Experiments show that your brain accepts the tool as part of your body, and changes your spacial map to fit.
http://news.bbc.co.uk/2/hi/science/nature/8112873.stm
"More telling, however, was an experiment performed with the participants blindfolded after the tool use.
After an experimenter touched the participants' elbow and middle fingertip, they were asked to point using the other hand to those two locations.
After a session of using the tool, the participants indicated locations further apart than before tool use: they seemed to perceive the tool-using arm as longer."
Is this why I always drop the nut after changing from the ratchet to my fingers?
thatsnowinnebago wrote:
John Brown wrote:
friedgreencorrado wrote:
Is this why I always drop the nut after changing from the ratchet to my fingers?
No, that's puberty.
www.instantrimshot.com
ROFL! He'll be here all week, folks...
Anyone who has driven a backhoe can attest to this phenomenon.
I remember being reprimanded by my flight instructor for holding my head level with the horizon while banking the aircraft…”become part of the aircraft, when it moves, you move”.
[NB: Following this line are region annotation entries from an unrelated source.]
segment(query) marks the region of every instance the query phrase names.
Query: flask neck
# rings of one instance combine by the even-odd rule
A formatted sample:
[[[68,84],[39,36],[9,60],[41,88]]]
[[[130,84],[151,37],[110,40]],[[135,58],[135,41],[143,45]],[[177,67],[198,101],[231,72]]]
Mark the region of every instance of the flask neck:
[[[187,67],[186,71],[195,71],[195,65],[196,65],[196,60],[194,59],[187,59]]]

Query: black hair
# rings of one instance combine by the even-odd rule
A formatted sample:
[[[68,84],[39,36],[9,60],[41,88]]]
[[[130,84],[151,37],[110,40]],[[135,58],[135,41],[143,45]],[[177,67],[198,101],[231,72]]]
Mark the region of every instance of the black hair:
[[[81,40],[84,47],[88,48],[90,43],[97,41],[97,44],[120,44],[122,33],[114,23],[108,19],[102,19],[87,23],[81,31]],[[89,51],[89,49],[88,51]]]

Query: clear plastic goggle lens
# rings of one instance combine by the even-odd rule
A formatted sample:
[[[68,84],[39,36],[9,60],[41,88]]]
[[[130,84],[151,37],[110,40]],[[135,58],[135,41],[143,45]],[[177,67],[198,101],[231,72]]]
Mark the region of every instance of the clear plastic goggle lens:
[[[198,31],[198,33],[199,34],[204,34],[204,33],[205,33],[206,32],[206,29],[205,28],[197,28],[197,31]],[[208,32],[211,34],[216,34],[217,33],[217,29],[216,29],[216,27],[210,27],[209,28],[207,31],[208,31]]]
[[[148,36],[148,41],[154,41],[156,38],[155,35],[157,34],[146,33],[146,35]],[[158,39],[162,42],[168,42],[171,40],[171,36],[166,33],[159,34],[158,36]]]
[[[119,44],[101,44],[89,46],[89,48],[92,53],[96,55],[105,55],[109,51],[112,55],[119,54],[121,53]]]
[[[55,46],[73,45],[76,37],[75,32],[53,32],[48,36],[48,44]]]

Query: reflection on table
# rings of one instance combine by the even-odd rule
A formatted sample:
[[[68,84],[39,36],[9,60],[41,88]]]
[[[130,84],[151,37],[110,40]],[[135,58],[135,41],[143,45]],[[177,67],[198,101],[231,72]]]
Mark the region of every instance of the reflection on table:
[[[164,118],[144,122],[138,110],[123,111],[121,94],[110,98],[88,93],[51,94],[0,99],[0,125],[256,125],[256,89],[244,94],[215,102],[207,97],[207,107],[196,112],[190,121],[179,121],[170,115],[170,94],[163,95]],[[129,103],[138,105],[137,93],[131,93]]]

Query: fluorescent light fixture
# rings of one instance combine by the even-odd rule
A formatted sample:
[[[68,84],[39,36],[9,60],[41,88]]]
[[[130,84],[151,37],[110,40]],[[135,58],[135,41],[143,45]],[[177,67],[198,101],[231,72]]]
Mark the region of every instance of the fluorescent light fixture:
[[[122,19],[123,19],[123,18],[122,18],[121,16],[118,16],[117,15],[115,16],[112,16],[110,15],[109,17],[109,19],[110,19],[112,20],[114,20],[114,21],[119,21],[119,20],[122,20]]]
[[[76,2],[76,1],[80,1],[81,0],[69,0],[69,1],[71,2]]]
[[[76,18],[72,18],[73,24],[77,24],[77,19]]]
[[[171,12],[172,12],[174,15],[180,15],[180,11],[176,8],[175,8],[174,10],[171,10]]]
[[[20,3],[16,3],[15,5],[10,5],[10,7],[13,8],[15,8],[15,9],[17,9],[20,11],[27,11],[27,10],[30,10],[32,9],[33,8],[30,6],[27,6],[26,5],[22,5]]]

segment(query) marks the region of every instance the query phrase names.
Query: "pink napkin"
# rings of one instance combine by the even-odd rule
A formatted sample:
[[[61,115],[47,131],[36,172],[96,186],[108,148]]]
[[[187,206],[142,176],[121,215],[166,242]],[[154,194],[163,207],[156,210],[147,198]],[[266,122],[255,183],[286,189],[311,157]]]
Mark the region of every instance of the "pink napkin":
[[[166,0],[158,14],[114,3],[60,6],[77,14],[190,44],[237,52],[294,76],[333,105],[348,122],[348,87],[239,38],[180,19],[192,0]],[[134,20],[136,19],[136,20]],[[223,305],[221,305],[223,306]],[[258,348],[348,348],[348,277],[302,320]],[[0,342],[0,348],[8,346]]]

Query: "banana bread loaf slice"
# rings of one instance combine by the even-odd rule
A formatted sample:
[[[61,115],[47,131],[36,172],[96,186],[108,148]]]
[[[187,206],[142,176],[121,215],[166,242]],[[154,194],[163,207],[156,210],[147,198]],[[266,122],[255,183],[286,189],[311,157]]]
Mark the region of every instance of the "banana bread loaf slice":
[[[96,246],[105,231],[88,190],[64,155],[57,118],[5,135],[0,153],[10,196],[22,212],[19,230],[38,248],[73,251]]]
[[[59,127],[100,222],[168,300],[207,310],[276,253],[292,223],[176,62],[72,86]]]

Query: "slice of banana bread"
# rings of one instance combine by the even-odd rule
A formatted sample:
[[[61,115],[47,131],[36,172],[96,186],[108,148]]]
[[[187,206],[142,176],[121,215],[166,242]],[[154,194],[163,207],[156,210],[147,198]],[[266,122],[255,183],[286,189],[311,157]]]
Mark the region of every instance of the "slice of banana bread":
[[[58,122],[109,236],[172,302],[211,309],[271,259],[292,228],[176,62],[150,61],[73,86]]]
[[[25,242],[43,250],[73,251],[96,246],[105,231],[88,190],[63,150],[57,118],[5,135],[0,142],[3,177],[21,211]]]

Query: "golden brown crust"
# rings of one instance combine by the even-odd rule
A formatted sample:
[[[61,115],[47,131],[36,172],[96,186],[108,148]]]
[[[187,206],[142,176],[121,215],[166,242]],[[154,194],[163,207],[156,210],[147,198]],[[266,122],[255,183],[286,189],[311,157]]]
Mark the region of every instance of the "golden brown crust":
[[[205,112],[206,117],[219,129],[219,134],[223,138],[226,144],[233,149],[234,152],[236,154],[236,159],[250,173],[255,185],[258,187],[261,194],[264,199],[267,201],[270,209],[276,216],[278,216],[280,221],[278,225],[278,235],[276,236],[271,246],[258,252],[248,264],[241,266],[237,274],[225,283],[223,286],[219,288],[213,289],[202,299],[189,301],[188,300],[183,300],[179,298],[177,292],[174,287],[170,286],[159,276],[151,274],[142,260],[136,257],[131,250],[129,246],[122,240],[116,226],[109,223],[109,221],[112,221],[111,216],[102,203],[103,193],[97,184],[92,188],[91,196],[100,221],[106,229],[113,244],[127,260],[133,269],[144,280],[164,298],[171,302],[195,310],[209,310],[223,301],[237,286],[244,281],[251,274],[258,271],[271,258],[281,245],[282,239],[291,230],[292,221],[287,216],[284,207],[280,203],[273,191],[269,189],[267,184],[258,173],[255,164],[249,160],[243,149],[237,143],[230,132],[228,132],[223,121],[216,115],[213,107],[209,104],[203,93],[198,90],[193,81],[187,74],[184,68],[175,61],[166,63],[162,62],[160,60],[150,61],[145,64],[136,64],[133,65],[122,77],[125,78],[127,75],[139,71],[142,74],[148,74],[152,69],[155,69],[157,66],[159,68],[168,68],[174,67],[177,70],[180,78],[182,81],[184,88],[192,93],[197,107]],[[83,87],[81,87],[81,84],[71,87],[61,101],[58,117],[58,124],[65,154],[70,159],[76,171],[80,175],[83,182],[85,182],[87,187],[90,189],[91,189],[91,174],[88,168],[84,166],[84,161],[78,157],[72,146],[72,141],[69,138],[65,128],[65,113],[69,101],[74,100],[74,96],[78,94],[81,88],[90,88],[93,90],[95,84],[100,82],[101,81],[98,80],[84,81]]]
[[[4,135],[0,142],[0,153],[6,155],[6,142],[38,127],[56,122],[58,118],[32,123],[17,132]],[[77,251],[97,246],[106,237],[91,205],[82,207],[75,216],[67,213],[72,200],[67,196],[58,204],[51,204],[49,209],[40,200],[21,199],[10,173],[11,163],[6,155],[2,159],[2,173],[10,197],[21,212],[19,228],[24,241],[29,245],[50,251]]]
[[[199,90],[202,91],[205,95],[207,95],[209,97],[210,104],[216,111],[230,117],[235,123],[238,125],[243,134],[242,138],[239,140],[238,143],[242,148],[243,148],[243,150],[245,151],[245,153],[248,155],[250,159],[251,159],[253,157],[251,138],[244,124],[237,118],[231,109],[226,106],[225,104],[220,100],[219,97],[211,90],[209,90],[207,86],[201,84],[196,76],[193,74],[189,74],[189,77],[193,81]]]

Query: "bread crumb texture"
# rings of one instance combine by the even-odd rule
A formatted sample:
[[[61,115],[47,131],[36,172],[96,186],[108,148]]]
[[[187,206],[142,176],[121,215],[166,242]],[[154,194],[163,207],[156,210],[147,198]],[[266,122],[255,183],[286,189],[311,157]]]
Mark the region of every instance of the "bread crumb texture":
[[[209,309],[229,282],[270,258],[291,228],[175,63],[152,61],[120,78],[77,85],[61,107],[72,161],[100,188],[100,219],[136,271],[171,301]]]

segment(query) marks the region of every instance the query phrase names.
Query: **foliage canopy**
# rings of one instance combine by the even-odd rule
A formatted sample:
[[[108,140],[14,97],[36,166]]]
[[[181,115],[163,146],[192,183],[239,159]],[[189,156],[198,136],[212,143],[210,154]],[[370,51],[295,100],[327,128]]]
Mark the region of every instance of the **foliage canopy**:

One of several aviation rhymes that are taught:
I am a pilot – this is my plane – it is my body – I am its brain
RX, I like that chant.
You do start to feel the plane become part of you as you progress too. The back of my head would be red at the end of a flight early on. "What's that rudder for?" my instructor used to ask. He could feel the plane crabbing. After a couple of hours, you get the feel for something like that.
This article is fascinating. I have always been interested in how the human brain works (and why it works). I wonder if it is the same between genders? They didn't discuss that. I thought it was going to be a picture of a sharp object embedded in someone's head on an X-Ray. 
RX Reven' wrote:
I remember being reprimanded by my flight instructor for holding my head level with the horizon while banking the aircraft…”become part of the aircraft, when it moves, you move”.
One of several aviation rhymes that are taught:
I am a pilot – this is my plane – it is my body – I am its brain
I like that. My instructor at my first SCCA Drivers' School used to tell me you wanted to wear a race car, not ride in it. To "..make it an extention of yourself..".